«Käthchen, Mädchen, Käthchen» – der Klassiker von Kleist wird im Kulturcafé neu inszeniert. Zwei Schauspielerinnen spielen alle Rollen und kommen dabei ins Schwitzen.
Heinrich von Kleist gehört zusammen mit Goethe und Schiller zu den drei grossen Orientierungspunkten in der deutschen Klassik. Der einstige Kindersoldat entwickelte sich nach dramatischen Jugendjahren zu einem rastlosen Aussenseiter und fand sich in der Welt nie zurecht.

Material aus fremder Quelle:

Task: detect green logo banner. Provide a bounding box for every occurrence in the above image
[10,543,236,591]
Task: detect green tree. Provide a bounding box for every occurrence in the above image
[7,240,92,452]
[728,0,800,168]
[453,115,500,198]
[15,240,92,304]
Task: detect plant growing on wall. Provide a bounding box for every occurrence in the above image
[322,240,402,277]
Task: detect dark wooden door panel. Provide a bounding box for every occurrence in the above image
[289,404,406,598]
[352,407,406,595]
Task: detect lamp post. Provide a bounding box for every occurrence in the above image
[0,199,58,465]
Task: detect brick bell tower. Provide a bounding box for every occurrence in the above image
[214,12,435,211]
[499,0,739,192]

Kurz vor seinem Tod nannte er sich «einen unaussprechlichen Menschen, einen, dem auf Erden nicht zu helfen war.» 1811 erschoss er sich – gerade mal 34 – zusammen mit seiner Freundin Henriette von Vogel. Dies, nur wenige Jahre nachdem er das Ritterschauspiel «Käthchen von Heilbronn» geschrieben hatte, mit dem er einen Theaterhit landen wollte.
Für die erste Eigenproduktion am neuen Standort des Kulturcafés Baden haben sich Elisabeth Seiler (Schauspiel) und Bert de Raeymaeckers (Regie) mit Eva Lenherr vom Theater am Gleis Winterthur zusammengeschlossen, um den über 200 Jahre alten Klassiker von Kleist in einer Neuinszenierung unter dem Titel «Käthchen, Mädchen, Käthchen» auf die Bühne zu bringen. Dabei fahren die beiden Darstellerinnen den ganzen Fächer ihrer Schauspielkunst aus, denn sie übernehmen alle Rollen selber.

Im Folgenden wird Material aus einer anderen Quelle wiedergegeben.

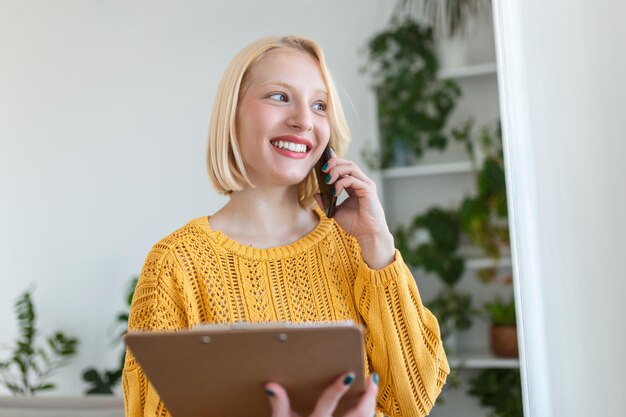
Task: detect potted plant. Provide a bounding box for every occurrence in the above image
[394,0,490,67]
[396,208,475,352]
[83,276,139,394]
[484,296,519,358]
[467,369,524,417]
[364,19,461,168]
[0,290,78,396]
[455,122,509,282]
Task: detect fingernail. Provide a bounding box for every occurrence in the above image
[343,374,354,385]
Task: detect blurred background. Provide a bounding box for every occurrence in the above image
[0,0,626,417]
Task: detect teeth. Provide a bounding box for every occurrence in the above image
[273,140,306,153]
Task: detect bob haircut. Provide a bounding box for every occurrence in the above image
[207,36,351,207]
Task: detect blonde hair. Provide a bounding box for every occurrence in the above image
[207,36,351,207]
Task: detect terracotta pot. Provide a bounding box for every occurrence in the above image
[491,326,519,358]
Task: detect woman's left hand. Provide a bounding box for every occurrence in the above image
[316,156,395,269]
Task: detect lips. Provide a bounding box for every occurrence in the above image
[270,135,313,159]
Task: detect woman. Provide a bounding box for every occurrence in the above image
[123,37,449,417]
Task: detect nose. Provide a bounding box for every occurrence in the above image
[287,102,313,132]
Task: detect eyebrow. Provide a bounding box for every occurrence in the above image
[261,81,328,96]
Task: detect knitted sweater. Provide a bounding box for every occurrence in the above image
[123,210,450,417]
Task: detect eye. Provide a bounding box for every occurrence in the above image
[267,93,288,102]
[313,101,327,111]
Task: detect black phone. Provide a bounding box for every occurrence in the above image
[315,146,337,218]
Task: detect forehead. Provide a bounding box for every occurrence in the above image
[245,48,326,90]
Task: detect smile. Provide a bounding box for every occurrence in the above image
[272,140,307,153]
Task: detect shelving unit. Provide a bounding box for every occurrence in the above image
[381,17,520,417]
[438,62,497,80]
[382,161,474,179]
[448,351,519,369]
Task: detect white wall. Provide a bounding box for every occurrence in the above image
[0,0,391,394]
[494,0,626,417]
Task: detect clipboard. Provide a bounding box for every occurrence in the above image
[124,322,365,417]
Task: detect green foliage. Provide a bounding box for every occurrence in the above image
[395,208,474,339]
[366,19,461,167]
[458,122,509,260]
[83,277,139,394]
[0,290,78,396]
[427,288,475,340]
[484,296,516,326]
[396,0,489,36]
[468,369,524,417]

Das beschauliche kleine Café im Chriesi-Areal mutiert mitsamt Einrichtung zum Hotelzimmer. Dort schreibt der heimat- und arbeitslose Kleist, von Seiler in Szene gesetzt, an «Käthchen von Heilbronn». Lenherr mimt eine Dozentin der Volkshochschule, die auf ihrem Laptop Recherchen über den deutschen Schriftsteller und Dichter macht.

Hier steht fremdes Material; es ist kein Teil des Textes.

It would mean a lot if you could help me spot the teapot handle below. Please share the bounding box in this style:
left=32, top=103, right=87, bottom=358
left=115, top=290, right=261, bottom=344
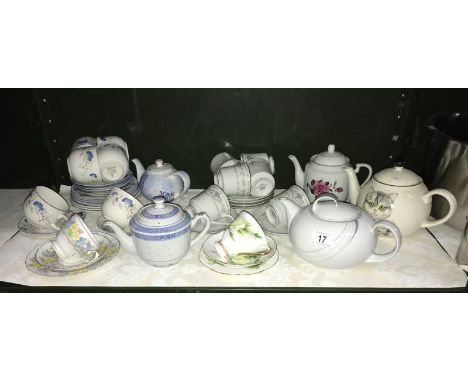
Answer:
left=421, top=188, right=457, bottom=228
left=366, top=220, right=401, bottom=263
left=190, top=212, right=211, bottom=246
left=170, top=171, right=190, bottom=199
left=354, top=163, right=372, bottom=186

Nur 25 Plätze bietet der kleine Raum, in dem die Aufführung stattfindet, sodass das Publikum mitten drin im Geschehen sitzt. Dadurch wird eine grosse Intimität erzeugt. Seiler switcht nahtlos hin und her zwischen Kleist als Person und seinen Figuren. Hart und männlich wirkt sie im schwarzen Männersakko. Das diffuse Licht wirft Schatten auf ihr völlig ungeschminktes und hageres Gesicht. Und sie gibt alles: droht, beschwört, schreit, fleht, wimmert und begehrt auf im Disput zwischen dem Waffenschmied Theobald Friedeborn und dem Graf von Strahl um Käthchen.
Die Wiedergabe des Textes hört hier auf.